Известна в то время была и Елизавета Ивановна Черткова, вдова генерала Черткова и мать Владимира Григорьевича Черткова, будущего последователя и близкого друга Льва Николаевича Толстого. Она была сестрой Александры Ивановны Пашковой. Глубоко опечаленная потерей двух ещё молодых сыновей и смертью любимого мужа, она нашла утешение и новую жизнь верою в Иисуса Христа, Сына Божия, её Спасителя. С ней это совершилось, насколько я знаю, при встрече с лордом Редстоком за границей. Её доброта и милая сердечность располагали к ней не только верующих, но и всех, с кем ей приходилось сталкиваться в жизни, даже молодёжь. Интересны её посещения тюремных больниц и те трудности, с которыми была связана эта работа.

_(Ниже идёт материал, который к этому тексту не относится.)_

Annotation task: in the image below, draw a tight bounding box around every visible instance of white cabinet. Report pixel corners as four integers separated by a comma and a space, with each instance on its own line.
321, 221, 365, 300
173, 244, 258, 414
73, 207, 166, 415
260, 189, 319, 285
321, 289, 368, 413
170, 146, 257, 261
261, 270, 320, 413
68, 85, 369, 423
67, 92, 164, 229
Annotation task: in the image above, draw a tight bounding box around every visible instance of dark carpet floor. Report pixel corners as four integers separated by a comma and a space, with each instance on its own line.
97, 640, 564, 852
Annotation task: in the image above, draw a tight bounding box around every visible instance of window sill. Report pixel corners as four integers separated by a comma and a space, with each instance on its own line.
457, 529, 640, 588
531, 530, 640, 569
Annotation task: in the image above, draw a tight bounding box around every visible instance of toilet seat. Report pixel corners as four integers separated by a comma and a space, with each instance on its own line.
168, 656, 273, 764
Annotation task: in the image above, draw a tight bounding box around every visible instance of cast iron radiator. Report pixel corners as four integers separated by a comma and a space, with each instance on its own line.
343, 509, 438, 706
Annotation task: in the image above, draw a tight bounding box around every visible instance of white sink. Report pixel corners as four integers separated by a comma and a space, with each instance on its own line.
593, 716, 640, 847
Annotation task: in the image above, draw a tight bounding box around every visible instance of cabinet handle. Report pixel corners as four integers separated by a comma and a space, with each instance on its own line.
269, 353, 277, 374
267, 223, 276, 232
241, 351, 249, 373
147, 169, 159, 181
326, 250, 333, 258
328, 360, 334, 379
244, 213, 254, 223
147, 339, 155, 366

Цыганка в тюремной больнице
(Из воспоминаний Е.И. Чертковой)
Под впечатлением бесплодности всех моих стараний и трудов последних лет, я чувствовала себя обескураженной и разбитой. Однажды я поделилась своими переживаниями с близкой мне верующей и прибавила, что я охотно бросила бы свою работу. На это она мне ответила стихом из Слова Божия: "... увидишь больше сего" (Иоан. 14:12), после чего я снова взялась за труд.
Состоя членом Дамского Комитета Посетительниц Тюрем, я имела право входить во все тюрьмы С. Петербурга и посещала женскую тюрьму. Раза три или четыре я побывала в одной из больничных палат этой тюрьмы, где моё внимание особенно остановилось на группе молодых женщин. В своём неразумии я воображала, что они более других способны принять благую весть Евангелия.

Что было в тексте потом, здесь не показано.